No es casualidad, por lo tanto, que la muestra en la National Gallery de Londres, del 17 de febrero al 11 de mayo, lleve el título de «Delacroix and the Rise of Modern Art». La atención se concentra en particular sobre la herencia pictórica dejada por el principal exponente del romanticismo francés, destacando que en aquella época, Delacroix, destinado a ser celebrado por la posteridad, no tuvo una vida fácil: cada cuadro nuevo suyo venía puntualmente sometido a un rígido escrutinio para valorar si la obra en cuestión era digna del aplauso que el artista iba suscitando tanto en la crítica como en el gran público.

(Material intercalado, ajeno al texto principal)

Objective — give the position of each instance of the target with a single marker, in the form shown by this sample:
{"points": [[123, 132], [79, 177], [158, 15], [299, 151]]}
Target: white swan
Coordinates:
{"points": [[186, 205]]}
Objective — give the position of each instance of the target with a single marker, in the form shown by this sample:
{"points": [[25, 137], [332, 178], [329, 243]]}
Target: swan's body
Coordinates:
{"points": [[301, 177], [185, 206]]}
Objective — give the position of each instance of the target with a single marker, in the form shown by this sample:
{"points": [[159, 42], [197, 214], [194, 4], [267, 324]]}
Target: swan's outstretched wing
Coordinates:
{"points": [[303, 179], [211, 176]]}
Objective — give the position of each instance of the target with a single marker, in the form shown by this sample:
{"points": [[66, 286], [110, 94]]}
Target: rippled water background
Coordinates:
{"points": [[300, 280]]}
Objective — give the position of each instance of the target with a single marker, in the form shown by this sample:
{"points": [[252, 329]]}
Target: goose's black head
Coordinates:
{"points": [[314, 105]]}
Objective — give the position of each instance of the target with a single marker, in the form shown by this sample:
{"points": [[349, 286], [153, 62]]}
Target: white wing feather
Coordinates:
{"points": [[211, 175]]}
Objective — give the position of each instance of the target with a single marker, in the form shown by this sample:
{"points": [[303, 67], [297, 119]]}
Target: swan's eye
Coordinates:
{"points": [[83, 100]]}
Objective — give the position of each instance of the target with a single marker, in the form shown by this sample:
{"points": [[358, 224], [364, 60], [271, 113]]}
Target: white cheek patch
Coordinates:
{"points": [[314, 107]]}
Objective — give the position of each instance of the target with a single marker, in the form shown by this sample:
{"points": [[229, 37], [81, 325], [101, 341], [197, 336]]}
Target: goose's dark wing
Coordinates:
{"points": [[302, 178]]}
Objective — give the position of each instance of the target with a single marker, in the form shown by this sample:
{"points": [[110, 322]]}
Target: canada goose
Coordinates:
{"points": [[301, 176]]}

Y había quién desdeñaba un lenguaje juzgado «demasiado enfático», o quizá «desordenado», que corría el riesgo de desquiciar los plácidos y tan alabados cánones del arte clásico.

Entre las obras expuestas, Medea furiosa (1838), El sultán de Marruecos (1845), el retrato de Louis-Auguste Schwiter (1826-1830) y la segunda versión de la Muerte de Sardanápalo que el artista compuso en 1846: la primera fue realizada en 1827, es decir, dos años después de su viaje a Inglaterra, donde su arte conoció una nueva fase caracterizada por un toque de pincel menos agresivo y más elegante y sinuoso. Un cambio significativo inmediatamente recogido por Charles Baudelaire quien no dudó en elogiar al artista definiéndolo «un poeta que pinta»: Delacroix se conmovería.